Dick Clark Remembered
With his neatly combed hair and affable personality, Dick Clark – the American Bandstand host and TV icon who died April 18th of a heart attack in Los Angeles at 82 – never looked like a rocker. He didn’t want to admit to his favorite music, calling it “nobody’s damn business” when Rolling Stone asked in 1990.
But Clark knew rock & roll and took it seriously, as Talking Heads learned when the band performed “Take Me to the River” on the show in 1979 –”It was the first mainstream-TV exposure we had,” says drummer Chris Franz. “We’d all grown up watching it. It was an iconic program, and Dick Clark was an iconic personality.” Popping into the Heads’ dressing room before the taping, Clark surprised the band by seeming familiar with songs like “Psycho Killer.” “He really did his research,” says Franz. “And while we were playing, he was standing off to the side, taking it all in.”
Clark’s fascination with rock & roll – on both a musical and business level – helped make American Bandstand a land-mark show.
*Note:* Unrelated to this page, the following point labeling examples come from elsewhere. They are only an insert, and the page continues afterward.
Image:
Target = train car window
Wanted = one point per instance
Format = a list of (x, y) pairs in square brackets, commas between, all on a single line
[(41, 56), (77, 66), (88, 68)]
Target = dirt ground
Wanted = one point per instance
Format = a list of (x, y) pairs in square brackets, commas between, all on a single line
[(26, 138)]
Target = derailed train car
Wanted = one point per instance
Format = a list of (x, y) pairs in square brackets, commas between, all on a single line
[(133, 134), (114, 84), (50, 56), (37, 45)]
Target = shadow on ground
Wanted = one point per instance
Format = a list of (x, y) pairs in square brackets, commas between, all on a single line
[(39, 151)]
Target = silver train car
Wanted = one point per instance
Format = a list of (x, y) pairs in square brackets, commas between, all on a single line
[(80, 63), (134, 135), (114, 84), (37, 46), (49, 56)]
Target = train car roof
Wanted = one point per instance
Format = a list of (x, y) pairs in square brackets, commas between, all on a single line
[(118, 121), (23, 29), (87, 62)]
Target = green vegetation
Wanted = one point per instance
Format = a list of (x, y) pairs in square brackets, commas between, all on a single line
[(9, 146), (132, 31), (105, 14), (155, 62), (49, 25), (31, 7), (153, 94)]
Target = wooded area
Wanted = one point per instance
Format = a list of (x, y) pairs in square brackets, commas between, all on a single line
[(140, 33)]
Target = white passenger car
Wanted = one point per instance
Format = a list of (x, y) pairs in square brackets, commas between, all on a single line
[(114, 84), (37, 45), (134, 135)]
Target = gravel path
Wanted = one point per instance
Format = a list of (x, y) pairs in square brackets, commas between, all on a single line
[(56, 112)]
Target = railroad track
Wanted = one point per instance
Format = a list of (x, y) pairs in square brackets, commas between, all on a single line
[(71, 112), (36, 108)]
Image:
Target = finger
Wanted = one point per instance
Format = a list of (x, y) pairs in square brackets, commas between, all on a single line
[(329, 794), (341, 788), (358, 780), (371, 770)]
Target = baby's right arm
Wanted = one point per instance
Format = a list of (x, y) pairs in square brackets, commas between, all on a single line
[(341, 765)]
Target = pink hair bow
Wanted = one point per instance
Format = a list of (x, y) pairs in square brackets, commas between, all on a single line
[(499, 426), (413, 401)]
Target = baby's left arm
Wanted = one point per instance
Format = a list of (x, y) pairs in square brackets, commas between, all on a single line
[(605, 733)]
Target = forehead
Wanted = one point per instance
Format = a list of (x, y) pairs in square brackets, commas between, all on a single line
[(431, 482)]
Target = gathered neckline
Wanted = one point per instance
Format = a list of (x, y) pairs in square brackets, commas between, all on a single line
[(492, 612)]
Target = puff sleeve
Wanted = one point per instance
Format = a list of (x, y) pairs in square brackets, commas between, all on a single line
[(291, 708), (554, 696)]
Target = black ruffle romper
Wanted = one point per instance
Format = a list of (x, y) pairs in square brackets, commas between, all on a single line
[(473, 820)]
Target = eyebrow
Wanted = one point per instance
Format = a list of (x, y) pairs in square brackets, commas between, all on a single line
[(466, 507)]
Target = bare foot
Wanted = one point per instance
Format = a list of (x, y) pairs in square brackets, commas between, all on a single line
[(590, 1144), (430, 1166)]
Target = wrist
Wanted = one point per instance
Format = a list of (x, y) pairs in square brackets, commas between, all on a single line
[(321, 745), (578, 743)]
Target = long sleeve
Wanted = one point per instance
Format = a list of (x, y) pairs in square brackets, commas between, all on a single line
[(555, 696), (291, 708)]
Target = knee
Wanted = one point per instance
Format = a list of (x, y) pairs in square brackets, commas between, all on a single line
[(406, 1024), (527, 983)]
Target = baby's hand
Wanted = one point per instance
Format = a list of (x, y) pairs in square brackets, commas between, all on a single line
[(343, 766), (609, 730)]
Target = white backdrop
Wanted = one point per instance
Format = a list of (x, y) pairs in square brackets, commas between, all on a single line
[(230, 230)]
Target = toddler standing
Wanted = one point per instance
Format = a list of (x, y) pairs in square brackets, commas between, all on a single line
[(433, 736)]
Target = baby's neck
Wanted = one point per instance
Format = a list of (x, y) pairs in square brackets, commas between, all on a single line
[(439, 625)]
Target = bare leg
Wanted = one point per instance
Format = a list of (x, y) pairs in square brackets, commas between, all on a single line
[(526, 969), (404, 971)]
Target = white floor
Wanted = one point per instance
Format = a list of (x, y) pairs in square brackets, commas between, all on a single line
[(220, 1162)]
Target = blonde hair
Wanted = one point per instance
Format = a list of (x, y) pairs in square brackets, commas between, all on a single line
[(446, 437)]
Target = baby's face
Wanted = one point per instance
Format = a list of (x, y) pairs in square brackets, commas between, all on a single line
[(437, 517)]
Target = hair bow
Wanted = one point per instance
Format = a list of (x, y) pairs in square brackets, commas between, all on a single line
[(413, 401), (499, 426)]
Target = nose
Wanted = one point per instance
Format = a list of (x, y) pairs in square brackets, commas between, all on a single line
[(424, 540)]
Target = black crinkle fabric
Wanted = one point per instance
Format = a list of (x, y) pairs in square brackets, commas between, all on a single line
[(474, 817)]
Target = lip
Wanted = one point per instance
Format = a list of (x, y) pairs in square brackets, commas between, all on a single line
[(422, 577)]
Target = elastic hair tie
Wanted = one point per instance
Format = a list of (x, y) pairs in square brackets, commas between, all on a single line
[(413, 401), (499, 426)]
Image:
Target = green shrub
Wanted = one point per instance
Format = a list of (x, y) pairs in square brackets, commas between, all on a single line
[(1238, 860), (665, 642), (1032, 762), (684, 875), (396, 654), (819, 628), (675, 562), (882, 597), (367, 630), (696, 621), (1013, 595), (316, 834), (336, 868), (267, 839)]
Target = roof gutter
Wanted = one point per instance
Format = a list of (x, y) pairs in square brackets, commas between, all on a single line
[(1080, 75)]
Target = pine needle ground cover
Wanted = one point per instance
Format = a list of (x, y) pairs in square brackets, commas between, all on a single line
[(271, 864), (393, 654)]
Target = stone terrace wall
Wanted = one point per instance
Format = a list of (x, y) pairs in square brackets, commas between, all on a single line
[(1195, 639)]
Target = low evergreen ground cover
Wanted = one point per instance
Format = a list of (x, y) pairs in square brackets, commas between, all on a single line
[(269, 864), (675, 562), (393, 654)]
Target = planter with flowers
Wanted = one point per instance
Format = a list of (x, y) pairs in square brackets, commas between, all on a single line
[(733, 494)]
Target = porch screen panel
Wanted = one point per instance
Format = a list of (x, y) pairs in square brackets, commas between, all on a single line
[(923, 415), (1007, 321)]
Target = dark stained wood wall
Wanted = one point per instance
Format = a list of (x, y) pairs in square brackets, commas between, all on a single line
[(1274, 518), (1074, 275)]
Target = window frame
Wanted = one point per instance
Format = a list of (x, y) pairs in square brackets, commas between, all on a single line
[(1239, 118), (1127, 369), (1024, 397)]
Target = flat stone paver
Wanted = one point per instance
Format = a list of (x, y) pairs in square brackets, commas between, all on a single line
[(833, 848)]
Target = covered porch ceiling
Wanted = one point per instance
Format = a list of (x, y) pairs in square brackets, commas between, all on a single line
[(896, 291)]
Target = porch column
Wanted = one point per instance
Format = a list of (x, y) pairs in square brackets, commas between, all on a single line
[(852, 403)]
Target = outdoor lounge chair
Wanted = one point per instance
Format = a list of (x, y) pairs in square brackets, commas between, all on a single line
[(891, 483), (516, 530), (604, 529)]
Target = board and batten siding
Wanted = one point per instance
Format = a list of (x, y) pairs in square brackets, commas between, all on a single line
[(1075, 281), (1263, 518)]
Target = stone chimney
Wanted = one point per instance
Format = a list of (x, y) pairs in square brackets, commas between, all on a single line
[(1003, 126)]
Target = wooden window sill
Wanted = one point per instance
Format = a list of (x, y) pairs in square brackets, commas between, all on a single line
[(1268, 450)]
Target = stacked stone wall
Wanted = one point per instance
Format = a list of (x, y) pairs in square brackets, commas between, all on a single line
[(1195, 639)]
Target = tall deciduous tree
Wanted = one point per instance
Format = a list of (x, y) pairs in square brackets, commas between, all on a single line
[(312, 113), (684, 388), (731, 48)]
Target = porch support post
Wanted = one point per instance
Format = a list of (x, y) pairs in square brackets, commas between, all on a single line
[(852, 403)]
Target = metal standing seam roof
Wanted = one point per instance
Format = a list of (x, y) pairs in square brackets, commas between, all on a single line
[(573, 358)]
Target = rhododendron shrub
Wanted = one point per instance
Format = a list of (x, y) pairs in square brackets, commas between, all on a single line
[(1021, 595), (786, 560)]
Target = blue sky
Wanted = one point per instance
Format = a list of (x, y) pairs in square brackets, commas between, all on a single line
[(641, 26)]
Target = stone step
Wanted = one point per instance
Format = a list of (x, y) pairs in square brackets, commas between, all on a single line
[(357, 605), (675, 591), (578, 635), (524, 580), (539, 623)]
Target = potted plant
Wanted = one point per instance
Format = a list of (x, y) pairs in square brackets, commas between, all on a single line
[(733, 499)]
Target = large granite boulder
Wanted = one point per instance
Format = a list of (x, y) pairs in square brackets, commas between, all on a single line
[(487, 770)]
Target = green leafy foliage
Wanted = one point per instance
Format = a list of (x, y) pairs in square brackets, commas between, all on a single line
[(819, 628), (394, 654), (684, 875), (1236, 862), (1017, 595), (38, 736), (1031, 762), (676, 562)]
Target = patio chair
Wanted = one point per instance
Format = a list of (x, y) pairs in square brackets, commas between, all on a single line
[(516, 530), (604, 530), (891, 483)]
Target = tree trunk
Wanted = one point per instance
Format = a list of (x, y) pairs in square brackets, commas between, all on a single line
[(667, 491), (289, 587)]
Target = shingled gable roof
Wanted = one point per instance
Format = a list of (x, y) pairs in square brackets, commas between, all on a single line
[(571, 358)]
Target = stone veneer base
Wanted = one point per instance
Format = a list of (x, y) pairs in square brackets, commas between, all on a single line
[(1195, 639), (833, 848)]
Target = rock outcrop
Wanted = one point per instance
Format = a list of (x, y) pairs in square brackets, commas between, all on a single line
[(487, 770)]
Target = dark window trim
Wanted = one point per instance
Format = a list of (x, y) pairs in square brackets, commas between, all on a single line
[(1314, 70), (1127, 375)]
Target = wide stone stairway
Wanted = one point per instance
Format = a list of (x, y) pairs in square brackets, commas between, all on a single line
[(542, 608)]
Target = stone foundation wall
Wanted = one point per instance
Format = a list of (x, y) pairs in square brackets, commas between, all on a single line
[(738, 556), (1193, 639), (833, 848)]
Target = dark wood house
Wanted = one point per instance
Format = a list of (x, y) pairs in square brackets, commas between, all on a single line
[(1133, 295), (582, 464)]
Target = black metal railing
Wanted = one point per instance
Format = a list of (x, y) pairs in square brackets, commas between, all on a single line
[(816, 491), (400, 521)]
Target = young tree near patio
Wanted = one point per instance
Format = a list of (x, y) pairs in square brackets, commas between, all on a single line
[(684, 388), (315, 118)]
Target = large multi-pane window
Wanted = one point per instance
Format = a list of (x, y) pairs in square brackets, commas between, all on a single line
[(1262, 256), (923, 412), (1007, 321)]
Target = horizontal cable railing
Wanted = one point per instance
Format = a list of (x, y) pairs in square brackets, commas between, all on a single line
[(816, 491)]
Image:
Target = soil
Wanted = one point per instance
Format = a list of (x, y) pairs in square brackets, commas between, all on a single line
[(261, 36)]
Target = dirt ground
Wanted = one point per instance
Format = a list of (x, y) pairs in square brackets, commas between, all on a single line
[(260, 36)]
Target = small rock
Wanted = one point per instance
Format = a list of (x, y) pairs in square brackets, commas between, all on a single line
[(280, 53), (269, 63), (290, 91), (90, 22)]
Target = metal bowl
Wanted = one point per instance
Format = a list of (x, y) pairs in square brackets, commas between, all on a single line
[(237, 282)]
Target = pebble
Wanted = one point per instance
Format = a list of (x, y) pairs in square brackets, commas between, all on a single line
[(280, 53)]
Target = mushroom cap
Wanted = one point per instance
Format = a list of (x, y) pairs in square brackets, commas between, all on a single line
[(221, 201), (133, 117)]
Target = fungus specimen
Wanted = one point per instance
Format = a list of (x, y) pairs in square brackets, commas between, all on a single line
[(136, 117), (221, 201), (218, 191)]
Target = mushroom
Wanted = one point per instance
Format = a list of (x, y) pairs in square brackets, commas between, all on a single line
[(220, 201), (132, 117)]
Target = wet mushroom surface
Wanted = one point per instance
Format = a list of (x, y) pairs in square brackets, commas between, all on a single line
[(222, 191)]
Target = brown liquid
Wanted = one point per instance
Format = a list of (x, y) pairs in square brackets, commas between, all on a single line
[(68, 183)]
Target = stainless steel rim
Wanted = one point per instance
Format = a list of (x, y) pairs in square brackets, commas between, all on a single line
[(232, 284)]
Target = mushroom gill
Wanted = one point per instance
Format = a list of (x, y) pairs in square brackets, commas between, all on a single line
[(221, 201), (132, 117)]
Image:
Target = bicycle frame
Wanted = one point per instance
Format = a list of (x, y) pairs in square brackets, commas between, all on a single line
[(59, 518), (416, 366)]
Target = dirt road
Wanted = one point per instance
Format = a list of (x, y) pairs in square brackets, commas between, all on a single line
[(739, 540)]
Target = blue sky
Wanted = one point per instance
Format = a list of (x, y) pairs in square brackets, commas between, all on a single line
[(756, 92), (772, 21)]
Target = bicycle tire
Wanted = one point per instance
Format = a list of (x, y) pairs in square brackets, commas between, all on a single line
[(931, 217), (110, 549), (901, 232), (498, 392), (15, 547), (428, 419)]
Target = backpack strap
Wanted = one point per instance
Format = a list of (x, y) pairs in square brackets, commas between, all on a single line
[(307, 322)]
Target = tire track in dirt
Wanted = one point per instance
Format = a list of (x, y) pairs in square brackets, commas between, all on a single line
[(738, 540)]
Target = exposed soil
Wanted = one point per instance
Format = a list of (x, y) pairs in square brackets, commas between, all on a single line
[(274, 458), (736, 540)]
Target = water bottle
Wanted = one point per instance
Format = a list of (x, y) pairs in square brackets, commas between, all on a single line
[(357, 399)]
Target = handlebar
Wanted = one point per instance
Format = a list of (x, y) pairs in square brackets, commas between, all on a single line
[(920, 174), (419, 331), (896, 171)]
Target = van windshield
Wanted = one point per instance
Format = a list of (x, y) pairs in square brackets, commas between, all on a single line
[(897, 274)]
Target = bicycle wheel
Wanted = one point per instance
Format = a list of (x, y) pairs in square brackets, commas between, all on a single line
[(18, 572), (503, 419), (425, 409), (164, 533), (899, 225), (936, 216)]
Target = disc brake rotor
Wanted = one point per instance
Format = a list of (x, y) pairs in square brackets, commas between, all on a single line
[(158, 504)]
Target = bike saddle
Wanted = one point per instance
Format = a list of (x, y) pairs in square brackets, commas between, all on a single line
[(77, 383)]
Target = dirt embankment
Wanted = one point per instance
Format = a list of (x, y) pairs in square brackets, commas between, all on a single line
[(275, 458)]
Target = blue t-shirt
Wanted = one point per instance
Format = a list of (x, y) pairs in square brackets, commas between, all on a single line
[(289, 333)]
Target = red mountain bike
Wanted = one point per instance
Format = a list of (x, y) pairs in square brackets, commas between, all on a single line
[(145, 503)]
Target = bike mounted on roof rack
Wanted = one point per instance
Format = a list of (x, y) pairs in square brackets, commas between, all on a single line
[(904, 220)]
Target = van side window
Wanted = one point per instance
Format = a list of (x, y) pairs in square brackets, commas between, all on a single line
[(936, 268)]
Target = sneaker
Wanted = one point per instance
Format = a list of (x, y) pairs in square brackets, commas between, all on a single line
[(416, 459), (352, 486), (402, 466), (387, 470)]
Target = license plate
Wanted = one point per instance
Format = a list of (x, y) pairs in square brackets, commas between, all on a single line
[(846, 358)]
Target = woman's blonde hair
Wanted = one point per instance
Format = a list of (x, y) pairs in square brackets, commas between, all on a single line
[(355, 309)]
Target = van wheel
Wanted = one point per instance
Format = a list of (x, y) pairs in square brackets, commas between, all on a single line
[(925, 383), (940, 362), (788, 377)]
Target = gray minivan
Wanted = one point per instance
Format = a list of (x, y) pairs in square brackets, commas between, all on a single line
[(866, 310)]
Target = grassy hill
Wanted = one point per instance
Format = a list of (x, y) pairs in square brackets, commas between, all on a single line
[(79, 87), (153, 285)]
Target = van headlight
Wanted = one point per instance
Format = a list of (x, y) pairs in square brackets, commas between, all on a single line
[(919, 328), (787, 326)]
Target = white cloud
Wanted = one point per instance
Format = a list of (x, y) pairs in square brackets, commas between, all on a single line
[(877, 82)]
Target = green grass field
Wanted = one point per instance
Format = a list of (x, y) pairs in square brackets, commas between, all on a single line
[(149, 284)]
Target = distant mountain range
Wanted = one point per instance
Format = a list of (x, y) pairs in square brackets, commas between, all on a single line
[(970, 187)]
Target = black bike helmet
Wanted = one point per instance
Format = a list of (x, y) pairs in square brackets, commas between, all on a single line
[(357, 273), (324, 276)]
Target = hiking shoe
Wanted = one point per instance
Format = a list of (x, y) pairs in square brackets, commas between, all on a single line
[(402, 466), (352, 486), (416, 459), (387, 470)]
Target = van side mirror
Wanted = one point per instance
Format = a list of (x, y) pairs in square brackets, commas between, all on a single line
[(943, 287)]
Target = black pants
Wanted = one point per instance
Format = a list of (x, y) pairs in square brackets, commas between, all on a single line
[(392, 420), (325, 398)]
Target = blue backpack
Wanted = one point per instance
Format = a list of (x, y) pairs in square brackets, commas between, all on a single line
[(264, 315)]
From the time he began hosting it in 1956 until he left in 1989, Bandstand brought rock – as well as disco, R&B and punk – into America’s living rooms. The list of acts who appeared to lip-sync their latest hits reads like a virtual history of popular music – from Jerry Lee Lewis and Chuck Berry to the Beach Boys, the Doors, Prince, Madonna and even Public Image Ltd. “American Bandstand was the holy grail of television shows for any rock & roll artist at that time,” says Neil Diamond, who made his TV debut performing “Cherry, Cherry” on the show in 1966.
Photos: Dick Clark Through the Years
With Clark as its genial host, Bandstand was one of the first nationwide platforms for rock. “It was a unifying force,” says Connie Francis, whose 1958 single ‘Who’s Sorry Now?” became a huge hit after Clark played it on the show. “It set the trend in hairdos, clothes and dance steps, and Dick didn’t talk down to teenagers. It was like American Idol is today.”
Born in 1929 in Bronxville, New York, Clark made his name as a TV and radio personality in central New York before becoming a DJ in Philadelphia. There, he also became the substitute host for Bandstand, then a local show. After its host, Bob Horn, was fired in 1956, Clark was promoted into Horn’s job, and a year later, the show went national on ABC. “If he played a record on his show, we all knew we had to play it,” says famed Top 40 DJ “Cousin Brucie” Morrow.
When Clark stepped down from Bandstand in 1989, he continued building a media empire; his company produced the American Music Awards and the Academy of Country Music Awards, and Clark co-owned the United Stations Radio Networks. He suffered a stroke in 2004 that limited his appearances on one of his other major franchises, New Year’s Rock-in’ Eve. But American Bandstand will remain Clark’s signal contribution to rock culture. “There’s no program in the history of TV like that,” he told RS in 1973. “And they all buy records.”
This story is from the May 10, 2012 issue of Rolling Stone.